See Agner Fog's microarch guide for pipeline details like this. https://www.realworldtech.com/haswell-cpu/ and also a uarch deep-dive on Haswell with block diagrams. (And links to some of David Kanter's articles on other uarches, like SnB and Core2, and AMD Bulldozer and K8.) Also other links in https://stackoverflow.com/tags/x86/info
Yes, modern x86 cores are superscalar out-of-order execution. The fundamentals haven't changed since PPro: decode x86 machine code into micro-ops (uops) that can be scheduled by a ROB + RS.
(Terminology: Intel uses "issue" to mean "copy into the out-of-order back-end", and "dispatch" to mean "send from the scheduler to an execution unit", allocating resources and updating the RAT. In a lot of the rest of the computer-architecture field, people use the opposite terminology.)
Intel since Core 2 is 4 uops wide superscalar in the issue/rename/allocate stage, the narrowest bottleneck. (Before that, PPro to Pentium-M, it was 3-wide.) Core 2 could rarely sustain that in practice, with too many other bottlenecks. Skylake often can come very close in high-throughput code.
To get more work into each fused-domain uop, there's micro-fusion of an ALU uop with a load of its memory-source. And macro-fusion of e.g. cmp/test + jcc so compare-and-branch instructions together decode as one uop. (See Agner Fog's microarch guide). This includes your Kaby or Coffee Lake CPU. The max unfused-domain sustained throughput is 7 uops per clock, achievable in practice on Skylake. In a burst, the scheduler can dispatch uops to every port.
Ice Lake (Sunny Cove uarch) widens the issue stage to 5.

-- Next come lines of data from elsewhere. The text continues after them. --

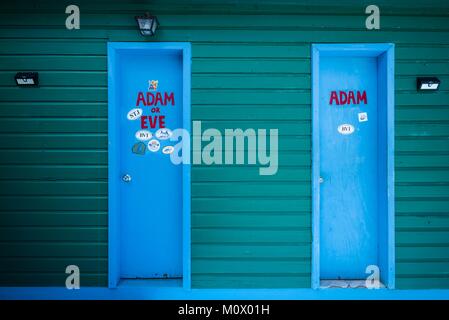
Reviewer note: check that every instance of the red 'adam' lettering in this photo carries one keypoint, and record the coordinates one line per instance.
(348, 98)
(155, 99)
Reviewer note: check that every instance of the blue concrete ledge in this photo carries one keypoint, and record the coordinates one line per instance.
(138, 291)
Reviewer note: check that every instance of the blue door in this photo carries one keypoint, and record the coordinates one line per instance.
(149, 106)
(348, 166)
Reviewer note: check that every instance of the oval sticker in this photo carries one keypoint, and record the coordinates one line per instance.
(154, 145)
(134, 114)
(168, 149)
(163, 134)
(346, 129)
(143, 135)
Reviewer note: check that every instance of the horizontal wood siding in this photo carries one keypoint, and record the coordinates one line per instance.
(250, 69)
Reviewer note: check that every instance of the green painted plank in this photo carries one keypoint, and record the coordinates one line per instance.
(236, 173)
(436, 207)
(298, 21)
(250, 81)
(255, 65)
(228, 220)
(404, 269)
(421, 160)
(429, 238)
(409, 82)
(57, 203)
(423, 253)
(54, 172)
(412, 191)
(440, 98)
(237, 35)
(251, 112)
(250, 205)
(417, 129)
(240, 266)
(261, 251)
(75, 157)
(50, 279)
(422, 283)
(47, 94)
(49, 46)
(53, 62)
(54, 219)
(424, 223)
(250, 281)
(61, 78)
(54, 250)
(285, 159)
(286, 127)
(17, 234)
(54, 188)
(53, 109)
(46, 265)
(423, 145)
(422, 67)
(247, 236)
(53, 125)
(422, 113)
(253, 189)
(422, 175)
(68, 141)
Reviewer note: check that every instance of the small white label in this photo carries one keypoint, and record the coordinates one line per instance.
(25, 81)
(429, 86)
(345, 129)
(134, 114)
(163, 134)
(154, 145)
(168, 149)
(143, 135)
(363, 117)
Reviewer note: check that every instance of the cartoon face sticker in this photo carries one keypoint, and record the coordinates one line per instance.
(143, 135)
(152, 85)
(168, 149)
(134, 114)
(363, 117)
(154, 145)
(139, 148)
(163, 134)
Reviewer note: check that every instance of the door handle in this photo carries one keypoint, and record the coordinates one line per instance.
(126, 178)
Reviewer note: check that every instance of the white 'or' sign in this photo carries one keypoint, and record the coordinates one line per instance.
(346, 129)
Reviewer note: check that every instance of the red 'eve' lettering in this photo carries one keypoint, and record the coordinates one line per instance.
(152, 99)
(348, 98)
(152, 121)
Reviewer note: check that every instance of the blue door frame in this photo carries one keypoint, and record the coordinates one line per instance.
(384, 53)
(114, 174)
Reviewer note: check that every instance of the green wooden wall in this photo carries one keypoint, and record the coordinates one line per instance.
(251, 68)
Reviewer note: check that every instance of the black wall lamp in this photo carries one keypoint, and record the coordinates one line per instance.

AMD Zen's is 6 uops wide, but only 5 instructions wide, so it can only achieve 6 uops/clock when running at least some 2-uop instructions. e.g. 256-bit AVX SIMD instructions which it decodes to 2x 128-bit halves (or worse for lane-crossing shuffles).
Skylake widened the legacy decoders to 5 uops/clock, and uop cache fetch to 6 uops / clock, up from 4/clock in SnB through Broadwell. This hides front-end bubbles more of the time and keeps the issue/rename stage fed with 4 uops per clock more of the time in high-throughput code. (There are buffers / queues between stages, e.g. the 64 uop IDQ that feeds the issue/rename stage.)
This includes your Kaby or Coffee Lake CPU: microarchitecturally the IA cores in KBL are identical to SKL, and Coffee Lake is a very minor tweak (fixing the loop buffer which SKL had to disable in a microcode update because of a partial-register merging uop erratum, aka CPU bug). KBL and CFL have better GPUs than SKL but the x86 cores are basically the same.
Yes, there are diminishing returns beyond 3 or 4-wide for most code, but SMT lets a wide core find the ILP in two (or 4 or 8) threads of execution at once. That makes wider cores not be wasted, but the cost of a core scales more than linearly with width so you only do it if sometimes a single thread can use most of that width. Otherwise you'd just build more smaller cores. (At least if you have a scaleable interconnect for more cores...) My answer on Why not make one big CPU core? on electronics.SE has more details about the tradeoffs and the limited ILP available in real workloads.